Bosses, on the other hand, force you to do so. The few bosses I’ve encountered so far haven’t been difficult, per se, but they’ve demanded respect. An overly aggressive approach got me tossed aside pretty quickly, even on Casual difficulty. As soon as I got a bit smarter with managing BP to work around the enemies’ attack patterns, things got much easier. Compare this to Bravely Default, where (at least the way I played it) the bosses were, for the most part, functionally identical meatsacks, and the strategy was all in trying to maximise turn-one damage output to take out the foe before they could respond.
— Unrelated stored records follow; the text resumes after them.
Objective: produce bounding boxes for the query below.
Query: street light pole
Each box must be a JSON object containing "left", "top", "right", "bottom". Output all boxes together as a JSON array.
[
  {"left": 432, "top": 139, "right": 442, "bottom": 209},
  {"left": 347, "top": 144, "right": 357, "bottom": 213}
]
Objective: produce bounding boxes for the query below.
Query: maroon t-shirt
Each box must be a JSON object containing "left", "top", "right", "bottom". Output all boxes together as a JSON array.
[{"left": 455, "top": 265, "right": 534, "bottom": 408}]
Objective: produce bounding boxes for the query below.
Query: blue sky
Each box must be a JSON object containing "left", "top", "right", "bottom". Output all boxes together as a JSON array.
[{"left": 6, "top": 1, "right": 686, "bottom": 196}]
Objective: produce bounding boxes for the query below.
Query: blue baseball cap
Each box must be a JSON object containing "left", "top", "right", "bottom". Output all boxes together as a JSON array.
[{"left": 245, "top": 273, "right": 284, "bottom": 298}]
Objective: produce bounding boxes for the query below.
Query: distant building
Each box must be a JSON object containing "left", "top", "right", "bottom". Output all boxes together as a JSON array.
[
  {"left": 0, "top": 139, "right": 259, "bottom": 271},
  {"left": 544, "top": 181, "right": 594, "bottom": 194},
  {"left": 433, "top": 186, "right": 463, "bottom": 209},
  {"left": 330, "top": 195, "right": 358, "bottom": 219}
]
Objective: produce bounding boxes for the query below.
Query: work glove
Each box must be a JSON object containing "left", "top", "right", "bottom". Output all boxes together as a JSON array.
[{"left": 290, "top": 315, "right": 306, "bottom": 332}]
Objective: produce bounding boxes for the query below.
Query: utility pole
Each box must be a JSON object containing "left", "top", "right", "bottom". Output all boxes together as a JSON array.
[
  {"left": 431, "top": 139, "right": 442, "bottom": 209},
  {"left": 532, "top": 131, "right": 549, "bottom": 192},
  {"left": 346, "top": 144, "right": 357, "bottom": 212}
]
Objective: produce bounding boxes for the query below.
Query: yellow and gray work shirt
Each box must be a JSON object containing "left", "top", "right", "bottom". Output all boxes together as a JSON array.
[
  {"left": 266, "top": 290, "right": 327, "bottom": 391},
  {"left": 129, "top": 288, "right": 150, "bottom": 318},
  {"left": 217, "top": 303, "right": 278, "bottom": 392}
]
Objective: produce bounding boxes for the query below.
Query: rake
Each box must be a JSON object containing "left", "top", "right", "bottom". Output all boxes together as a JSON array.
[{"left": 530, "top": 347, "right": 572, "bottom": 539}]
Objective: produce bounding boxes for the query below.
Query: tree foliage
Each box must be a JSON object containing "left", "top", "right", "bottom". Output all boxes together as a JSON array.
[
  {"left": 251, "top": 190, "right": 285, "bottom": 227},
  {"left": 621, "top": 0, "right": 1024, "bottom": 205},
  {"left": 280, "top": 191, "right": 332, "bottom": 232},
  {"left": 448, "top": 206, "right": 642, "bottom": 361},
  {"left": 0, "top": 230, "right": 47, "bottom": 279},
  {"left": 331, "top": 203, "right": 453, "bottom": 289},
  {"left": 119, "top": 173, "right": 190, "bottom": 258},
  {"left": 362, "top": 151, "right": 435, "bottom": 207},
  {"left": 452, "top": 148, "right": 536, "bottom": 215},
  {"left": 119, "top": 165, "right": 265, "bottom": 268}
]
Like Bravely Default, Bravely Second has a job system similar to a lot of Final Fantasy games, and even shares a lot of familiar job designs, like the instantly recognisable Black Mage and White Mage. The early parts of Bravely Second are focused on new jobs; in fact, four of the fives jobs I’ve obtained so far are new: Fencer, Bishop, Wizard, and Chariot. The latter two are particularly interesting because of how they work with the Brave/Default system.
The Chariot is a physical fighter, but with relatively low skill (C-rank) across all weapon types. Every attack, however, increases the user’s skill with that weapon type, so over the course of a battle – or a single turn, if you stack Braves – they get progressively stronger. Chariots can even triple-wield weapons by wearing a third armament on their head!
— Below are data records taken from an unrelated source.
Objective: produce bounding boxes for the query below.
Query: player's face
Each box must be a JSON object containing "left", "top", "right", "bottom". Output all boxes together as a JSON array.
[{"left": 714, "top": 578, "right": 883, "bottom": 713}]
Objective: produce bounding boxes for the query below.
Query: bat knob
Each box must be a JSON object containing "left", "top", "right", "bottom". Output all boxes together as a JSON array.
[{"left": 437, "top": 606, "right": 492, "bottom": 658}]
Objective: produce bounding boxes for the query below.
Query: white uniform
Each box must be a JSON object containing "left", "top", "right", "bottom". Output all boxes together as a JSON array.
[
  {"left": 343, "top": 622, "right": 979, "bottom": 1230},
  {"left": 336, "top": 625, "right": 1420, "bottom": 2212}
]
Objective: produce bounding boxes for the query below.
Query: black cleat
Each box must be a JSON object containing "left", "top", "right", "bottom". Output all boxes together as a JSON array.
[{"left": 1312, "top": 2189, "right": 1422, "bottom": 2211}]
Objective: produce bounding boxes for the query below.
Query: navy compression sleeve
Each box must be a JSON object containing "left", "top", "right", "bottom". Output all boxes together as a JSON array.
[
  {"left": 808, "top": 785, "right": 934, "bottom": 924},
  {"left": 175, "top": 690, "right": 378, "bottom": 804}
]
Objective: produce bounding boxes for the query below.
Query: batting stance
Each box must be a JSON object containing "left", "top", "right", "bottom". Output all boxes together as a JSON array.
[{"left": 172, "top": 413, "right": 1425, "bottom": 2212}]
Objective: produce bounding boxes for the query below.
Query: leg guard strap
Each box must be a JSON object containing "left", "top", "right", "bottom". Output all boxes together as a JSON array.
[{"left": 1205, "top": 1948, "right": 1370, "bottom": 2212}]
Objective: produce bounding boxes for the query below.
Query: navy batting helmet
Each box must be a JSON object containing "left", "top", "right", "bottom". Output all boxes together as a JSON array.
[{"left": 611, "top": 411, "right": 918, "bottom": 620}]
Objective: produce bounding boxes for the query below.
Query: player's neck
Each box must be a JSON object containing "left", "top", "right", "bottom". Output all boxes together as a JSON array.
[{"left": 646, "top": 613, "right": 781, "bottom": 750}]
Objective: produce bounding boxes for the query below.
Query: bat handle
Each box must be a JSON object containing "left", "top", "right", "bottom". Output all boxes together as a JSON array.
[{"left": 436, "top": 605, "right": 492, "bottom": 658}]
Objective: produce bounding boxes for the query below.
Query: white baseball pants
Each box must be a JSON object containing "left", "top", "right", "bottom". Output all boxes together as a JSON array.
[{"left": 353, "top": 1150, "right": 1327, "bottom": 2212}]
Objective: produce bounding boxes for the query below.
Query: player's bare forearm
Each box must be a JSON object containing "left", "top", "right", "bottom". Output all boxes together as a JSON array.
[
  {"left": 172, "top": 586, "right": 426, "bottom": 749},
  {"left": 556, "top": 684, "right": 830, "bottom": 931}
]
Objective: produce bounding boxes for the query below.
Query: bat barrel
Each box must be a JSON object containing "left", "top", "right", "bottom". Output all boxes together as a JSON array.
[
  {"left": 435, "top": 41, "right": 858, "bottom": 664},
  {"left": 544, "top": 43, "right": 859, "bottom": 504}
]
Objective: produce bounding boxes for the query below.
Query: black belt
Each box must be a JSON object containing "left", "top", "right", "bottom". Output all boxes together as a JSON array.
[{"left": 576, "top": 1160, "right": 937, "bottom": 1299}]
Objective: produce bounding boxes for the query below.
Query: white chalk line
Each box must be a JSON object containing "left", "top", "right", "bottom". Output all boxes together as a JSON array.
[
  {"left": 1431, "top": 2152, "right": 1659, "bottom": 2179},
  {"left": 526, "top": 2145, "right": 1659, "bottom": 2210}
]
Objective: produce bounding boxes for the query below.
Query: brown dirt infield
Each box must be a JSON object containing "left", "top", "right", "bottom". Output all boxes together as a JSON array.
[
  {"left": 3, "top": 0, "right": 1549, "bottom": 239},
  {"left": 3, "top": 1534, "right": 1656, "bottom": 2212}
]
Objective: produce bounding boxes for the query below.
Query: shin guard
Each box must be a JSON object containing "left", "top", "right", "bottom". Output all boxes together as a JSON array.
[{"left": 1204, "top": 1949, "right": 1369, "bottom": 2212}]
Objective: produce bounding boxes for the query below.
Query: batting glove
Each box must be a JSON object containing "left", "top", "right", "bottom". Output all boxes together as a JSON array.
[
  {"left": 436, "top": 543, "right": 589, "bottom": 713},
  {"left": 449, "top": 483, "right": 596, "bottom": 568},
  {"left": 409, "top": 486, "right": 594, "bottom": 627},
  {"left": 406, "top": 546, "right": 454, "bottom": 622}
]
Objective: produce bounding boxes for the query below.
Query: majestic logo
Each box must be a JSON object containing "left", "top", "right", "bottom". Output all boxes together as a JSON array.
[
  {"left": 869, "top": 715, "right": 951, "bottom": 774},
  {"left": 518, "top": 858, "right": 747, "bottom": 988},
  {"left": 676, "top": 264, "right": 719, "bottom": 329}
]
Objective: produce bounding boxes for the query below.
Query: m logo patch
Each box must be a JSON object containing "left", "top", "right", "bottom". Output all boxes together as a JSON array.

At first glance, the Wizard looks like a pseudo Black mage – a spellcaster with fire, ice, and lightning spells. However, their focus is on various spell augments that they learn as they level up, adding additional effects at the cost of extra MP or BP. Blazing, Icicle, and Lightning are all weak target-all spells by default, but adding a Needles or Darts effect turns them into strong single-target moves. The Wall augment makes the targeted ally counter any attacks with the chosen base spell for a few turns, while Mist plants a trap that triggers against the enemy party at the end of each turn.
Though it centres on a new protagonist (Yū), Bravely Second is a direct sequel to Bravely Default, taking place a few years after the first game. So far, Yū seems like a fairly generic, unexciting JRPG hero – much like Bravely Default’s Tiz – but his companions are far more interesting. Edea joins the party early on, and is the same adorably annoying, loud anti-princess she was in Bravely Default. Another new character, Magnolia, is even stranger; she comes from the moon, randomly speaks English (“Good Gravy!”, caps and all, seems to be her catch phrase), and is regularly blown away by fairly mundane things like magical tents and coffee.
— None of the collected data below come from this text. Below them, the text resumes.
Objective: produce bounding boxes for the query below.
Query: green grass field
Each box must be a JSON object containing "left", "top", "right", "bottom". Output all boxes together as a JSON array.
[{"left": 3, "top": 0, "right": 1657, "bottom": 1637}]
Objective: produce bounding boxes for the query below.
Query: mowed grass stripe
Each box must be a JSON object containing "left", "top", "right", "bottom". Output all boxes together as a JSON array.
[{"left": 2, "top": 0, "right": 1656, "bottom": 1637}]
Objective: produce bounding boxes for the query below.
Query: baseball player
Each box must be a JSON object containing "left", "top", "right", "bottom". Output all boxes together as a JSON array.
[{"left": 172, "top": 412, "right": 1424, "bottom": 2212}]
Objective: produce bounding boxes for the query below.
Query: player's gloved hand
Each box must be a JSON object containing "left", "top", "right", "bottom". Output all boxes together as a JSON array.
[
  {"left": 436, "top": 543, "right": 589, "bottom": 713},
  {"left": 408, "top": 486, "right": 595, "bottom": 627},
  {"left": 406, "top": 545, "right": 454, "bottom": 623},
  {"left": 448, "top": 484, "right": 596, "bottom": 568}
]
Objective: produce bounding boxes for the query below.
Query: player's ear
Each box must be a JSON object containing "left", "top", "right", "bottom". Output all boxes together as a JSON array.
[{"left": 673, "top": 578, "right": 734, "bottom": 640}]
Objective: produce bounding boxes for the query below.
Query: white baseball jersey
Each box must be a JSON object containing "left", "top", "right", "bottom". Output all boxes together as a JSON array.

All of this praise should be taken with a grain of salt. I loved, loved Bravely Default, until I got to the end of the game; the last few hours of that game were bizarre, undermined everything that was great about the game, and left more than a little bit of a sour taste in my mouth. So far, Bravely Second is reminding me of the first part of Bravely Default – the part that I held so dear – but I’m all too aware of what can go wrong.
For now, though? I’m absolutely enamoured with it.